Неудивительно, что радикальный «экономизм», который, различая в сыне две воли, ставит под угрозу само единство христологического субъекта, нуждается в утверждении единства теологии и экономики, – тогда как «теологизм», который пытается любой ценой удержать это единство, решительно противопоставляет два дискурса. Различение между двумя рациональностями непрерывно пересекает область теологических диспутов, и, подобно тому, как тринитарный догмат и христология сформировались одновременно и не могут быть разделены, так и теология и экономика не могут быть разграничены. Две природы, согласно стереотипной формуле, сосуществуют в Христе «без разделения и без смешения» (adiairetos kai asynchytos): точно так же два дискурса должны совпадать не смешиваясь – и различаться не разделяясь. Ведь на кону в их отношениях не только цезура между человечностью и божественностью в Сыне, но и в более широком плане – разрыв между бытием и праксисом. Экономическая рациональность и рациональность теологическая должны действовать, если можно так выразиться, «в разделяющем согласии» так, чтобы не отрицалась экономика Cына и чтобы при этом не был допущен сущностный раскол в Боге.

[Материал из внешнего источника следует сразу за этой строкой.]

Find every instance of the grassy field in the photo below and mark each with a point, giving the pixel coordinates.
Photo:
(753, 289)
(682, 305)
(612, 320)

И все же экономическая рациональность, через которую христология получила свою первую, неточную формулировку, будет непрестанно отбрасывать свою тень на теологию. После того как вокабуляр гомоусии и гомоиусии[73], ипостаси и природы почти окончательно подменит собой первую формулировку догмата о Троице, экономическая рациональность со своей прагматико-управленческой, а не научно-онтологической парадигмой будет продолжать скрыто действовать в качестве силы, стремящейся подорвать и разрушить единство онтологии и праксиса, божественности и человечности.
ℵ Разрыв между бытием и действием и анархический характер божественной ойкономии являют собой логическое место, в котором проясняется сущностное отношение, связывающее в нашей культуре управление и анархию. Не только нечто вроде провиденциального управления миром возможно лишь потому, что действие не имеет никакого основания в бытии; но и само это управление, которое, как мы увидим, имеет свою парадигму в Сыне и в его ойкономии, глубоко анархично. Анархия есть нечто такое, что управление должно предположить и присвоить в качестве собственного истока – и в то же время в качестве цели, к которой направлено движение. (Беньямин в данном смысле был прав, когда писал о том, что нет ничего более анархичного, чем буржуазный порядок; а реплика, которую Пазолини вкладывает в уста одного из сановников в фильме «Сало», – «Единственная подлинная анархия – это анархия власти», – не несет в себе и тени иронии.)
Отсюда несостоятельность попытки Райнера Шюрмана, предпринятой в его все же знаковой книге «Принцип анархии», помыслить «экономику анархическую», то есть безоснóвную, в перспективе преодоления метафизики и истории бытия. Среди постхайдеггерианских философов Шюрман единственный, кто понял связь, объединяющую теологический концепт ойкономии (который он, однако, оставил без внимания), проблему онтологии, и в особенности хайдеггерианское прочтение онтологического различия и «эпохальной» структуры истории бытия. Именно в этой перспективе он пытается помыслить праксис и историю без какого-либо основания в бытии (то есть совершенно ан-архическим образом). Но онтотеология всегда уже мыслит божественное действие как необоснованное в бытии и, по сути дела, задается целью выявить сочленение между тем, что она всегда разделяла. Иначе говоря, ойкономия всегда уже анархична, лишена основания, а переосмысление проблемы анархии в нашей политической традиции становится возможным лишь исходя из осознания скрытой теологической связи, объединяющей ее с управлением и с провидением. Управленческая парадигма, генеалогию которой мы здесь выстраиваем, в действительности изначально является «анархо-управленческой».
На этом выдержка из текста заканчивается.